RealPlayer is used by the BBC and unfortunately being a bunch of lazy bastards never got round to writing a nice win64 version. But you can use RealAlternative (much better anyway) to use the Radio Player service. BBC won't tell you that because apparently they're resolving the problem by being in discussion with RealNetworks - have been infact for about a year and a half. RealNetworks are saying that RealAlternative nicked their code but never took them to court. Either put up or shut up. And BBC, it's a case of innocent till proved guilty. Hopefully they'll dump the RealNetworks bedpartnering and get something that will work on all platforms.

BT Home Hub and Team Fortress 2

Well they don't like each other do they? I was getting loads of connection problems. But the advice doing the rounds is to asign your pc has the DMZ device. Go to the router's advanced settings and you'll see it there. Works a treat. Thanks to MagicPanda at Eurogamer for pointing me in the right direction.

Saturday 6 October 2007

Tidying up movies in xbmc

Ok. If you put a new movie file into xbmc it'll try to work out what movie it is from imdb.com. It's not 100%, more like 75%. To get round this you have to manually edit movie titles and run searches again. If you lose your xbmc database you'll have to start all over.

Well, this was bugging me so i've written a little prog. to handle tidy up movie files. It'll create a NFO file for each movie plus you can grab images off the net and use them as the thumbnails in xbmc.

grab it here

you'll need .net framework 2.0 to run it and it presumes that all your movies are in the following format;

main movie folder
--> movie name as folder
--> -->
some file.avi
-->
movie name as folder
--> -->
some file.avi etc..

sorry that looks bad, can't get any indenting to work on this blog. :-(

i keep my file names matched to the folder names apart from split files. Let me know your thoughts. I'll be happy to pass on the source code if you want to expand it.

Movie ripping

Okay, here's the quickie guide to ripping your DVDs to xvid/divx. You'll need Auto Gordian Knot (AGK) and DVD Decrypter. AGK you can download fine from their website, DVD Decrypter you'll have to get from a torrent share.

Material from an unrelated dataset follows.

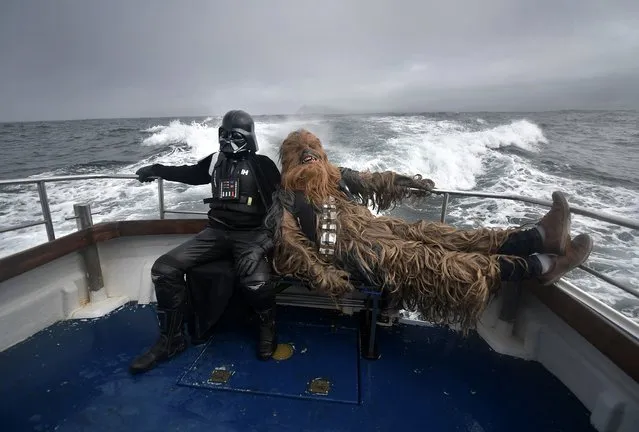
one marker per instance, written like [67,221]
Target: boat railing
[47,221]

I found using AGK to run the process from start to finish would cause a few lip-synch problems. What you want to do is run DVD decrypter first and then run AGK on the files that it produces. I haven't found a lip-synch problem yet.

DVD Decrypter is a joy. It'll hunt for what it thinks is the main movie file on the DVD and you should be able to just press Go. When you run AGK afterwards you'll want to point it to the first IFO file that is created. You'll know you've got the right one as the movie length and details will appear in the AGK window. Choose your output and mps settings, a guide on that can be found over at doom9.org.

CD Ripping

The xbmc has a great music library system but you want to get your id3 tags right first time. I've recently ripped through my cd collection and wanted to get it right - finally.. all nice and tidy.

AudioGrabber is the best bit of cd ripping kit i've found out there. i'm sure there's others but the clear advantage with AudioGrabber is the ability to handle track artists rather than just album artist. Xbmc will pick up on those and just makes all those compilation CDs rip just fine.

You'll also find Tag&Rename, Mp3Tag (for it's integration into windows explorer) and a bulk renaming utility very useful. I use 'Bulk renaming utility', does what it says on the tin. Good for tv show rips as well but more of that in another post.